But think about the new shipping routes available once all the ice melts!

[–] n3m37h@sh.itjust.works 9 points 1 day ago

Votes, the average person is an idiot

[–] Sundial@lemm.ee 75 points 2 days ago (2 children)

I truly hate what Conservatives have done to politics in this country.

Why is working towards a cleaner and better environment such a controversial issue? They've turned the political landscape into an outrage theatre on what pisses people off the most.

[–] floofloof@lemmy.ca 35 points 2 days ago* (last edited 2 days ago)
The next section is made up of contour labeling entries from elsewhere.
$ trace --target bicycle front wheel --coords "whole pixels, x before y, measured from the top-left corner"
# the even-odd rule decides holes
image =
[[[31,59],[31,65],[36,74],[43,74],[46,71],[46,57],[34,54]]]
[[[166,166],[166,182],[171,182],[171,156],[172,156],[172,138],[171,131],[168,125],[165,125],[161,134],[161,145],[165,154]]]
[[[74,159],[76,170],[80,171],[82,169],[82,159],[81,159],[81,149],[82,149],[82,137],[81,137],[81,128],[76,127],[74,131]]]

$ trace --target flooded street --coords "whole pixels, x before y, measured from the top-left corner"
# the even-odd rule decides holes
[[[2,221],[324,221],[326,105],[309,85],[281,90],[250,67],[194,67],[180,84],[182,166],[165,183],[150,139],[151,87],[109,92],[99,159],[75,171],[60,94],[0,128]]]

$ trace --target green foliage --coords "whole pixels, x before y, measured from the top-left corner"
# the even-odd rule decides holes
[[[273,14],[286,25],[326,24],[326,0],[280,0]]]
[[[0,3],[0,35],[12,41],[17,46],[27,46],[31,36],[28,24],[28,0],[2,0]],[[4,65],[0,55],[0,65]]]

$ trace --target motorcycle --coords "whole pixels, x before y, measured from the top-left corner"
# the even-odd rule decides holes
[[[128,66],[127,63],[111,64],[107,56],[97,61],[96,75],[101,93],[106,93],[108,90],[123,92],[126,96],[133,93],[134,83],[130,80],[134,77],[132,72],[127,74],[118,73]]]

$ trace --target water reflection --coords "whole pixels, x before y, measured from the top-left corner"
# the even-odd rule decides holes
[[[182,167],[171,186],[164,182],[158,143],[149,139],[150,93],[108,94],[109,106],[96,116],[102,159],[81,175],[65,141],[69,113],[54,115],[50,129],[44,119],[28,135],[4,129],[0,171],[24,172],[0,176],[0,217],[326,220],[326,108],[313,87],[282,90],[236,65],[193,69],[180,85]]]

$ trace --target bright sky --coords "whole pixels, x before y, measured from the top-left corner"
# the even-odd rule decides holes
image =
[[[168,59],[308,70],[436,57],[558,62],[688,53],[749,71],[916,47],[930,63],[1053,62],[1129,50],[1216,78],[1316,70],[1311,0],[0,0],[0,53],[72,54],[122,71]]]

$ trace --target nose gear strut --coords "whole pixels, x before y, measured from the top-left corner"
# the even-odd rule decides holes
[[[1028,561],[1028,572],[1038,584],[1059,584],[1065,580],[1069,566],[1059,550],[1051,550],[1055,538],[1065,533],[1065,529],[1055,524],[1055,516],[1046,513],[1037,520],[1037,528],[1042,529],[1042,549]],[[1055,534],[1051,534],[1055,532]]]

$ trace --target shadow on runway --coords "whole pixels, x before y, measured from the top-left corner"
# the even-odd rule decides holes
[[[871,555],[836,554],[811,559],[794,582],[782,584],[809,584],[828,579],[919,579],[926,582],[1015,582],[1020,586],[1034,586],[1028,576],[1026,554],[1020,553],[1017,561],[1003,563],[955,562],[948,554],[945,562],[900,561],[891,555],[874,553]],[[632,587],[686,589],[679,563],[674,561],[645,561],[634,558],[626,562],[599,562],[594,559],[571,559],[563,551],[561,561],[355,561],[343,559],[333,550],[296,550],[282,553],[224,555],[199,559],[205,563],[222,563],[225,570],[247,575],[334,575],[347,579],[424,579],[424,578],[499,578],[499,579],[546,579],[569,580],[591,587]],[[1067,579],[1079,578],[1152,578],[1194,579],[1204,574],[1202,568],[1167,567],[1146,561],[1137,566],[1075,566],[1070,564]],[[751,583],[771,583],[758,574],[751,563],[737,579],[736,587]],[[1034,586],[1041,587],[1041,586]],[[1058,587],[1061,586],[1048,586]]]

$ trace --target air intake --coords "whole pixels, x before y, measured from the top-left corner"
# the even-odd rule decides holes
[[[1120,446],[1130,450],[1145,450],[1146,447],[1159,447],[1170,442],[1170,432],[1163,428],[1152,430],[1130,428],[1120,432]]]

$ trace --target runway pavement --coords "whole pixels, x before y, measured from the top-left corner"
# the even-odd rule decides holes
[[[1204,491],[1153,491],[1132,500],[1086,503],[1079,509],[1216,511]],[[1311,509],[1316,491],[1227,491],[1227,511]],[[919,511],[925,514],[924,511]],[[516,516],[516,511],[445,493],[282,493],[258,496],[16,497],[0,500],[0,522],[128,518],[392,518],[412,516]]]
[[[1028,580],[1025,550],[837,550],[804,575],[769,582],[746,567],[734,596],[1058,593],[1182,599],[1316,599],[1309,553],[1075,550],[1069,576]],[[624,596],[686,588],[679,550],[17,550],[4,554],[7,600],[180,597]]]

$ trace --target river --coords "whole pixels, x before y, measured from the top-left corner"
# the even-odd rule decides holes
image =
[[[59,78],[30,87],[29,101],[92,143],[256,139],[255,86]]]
Conservatives in many countries have realized that since their political program serves the few at the expense of the many, it is inherently revolting to most people, so they can only win support by deceit and distraction.

[–] girlfreddy@lemmy.ca 38 points 2 days ago (1 children)

Cons prefer theatre over facts.

[–] reddig33@lemmy.world 15 points 2 days ago

Cons prefer money over facts.

[–] wise_pancake@lemmy.ca 64 points 2 days ago* (last edited 2 days ago) (2 children)

This is super frustrating to me.

It’s a great solution to a real problem, it works with our market economy, it works for canadians, and now we’re seeing it’s reducing emissions. You can’t leave the free market to manage externalities, if you could they wouldn’t be externalities.

I’m doubly frustrated the NDP are now taking this line and saying it puts the onus on the little guy. We could improve dispersement schedules so the little guy is less impacted, but as the article states, the little guy is coming out a head on the backs of the big polluters.

ETA: I enjoyed this article, it felt like good quality journalism to me. The Walrus doesn’t write the style I prefer to read, but I do appreciate their reporting.

[–] AnotherDirtyAnglo@lemmy.ca 25 points 2 days ago (1 children)

The hypocrisy is what gets me... Yeah, axe the tax... But let the forests keep burning, the rain keep flooding, the heat keep broiling people and droughts starving us...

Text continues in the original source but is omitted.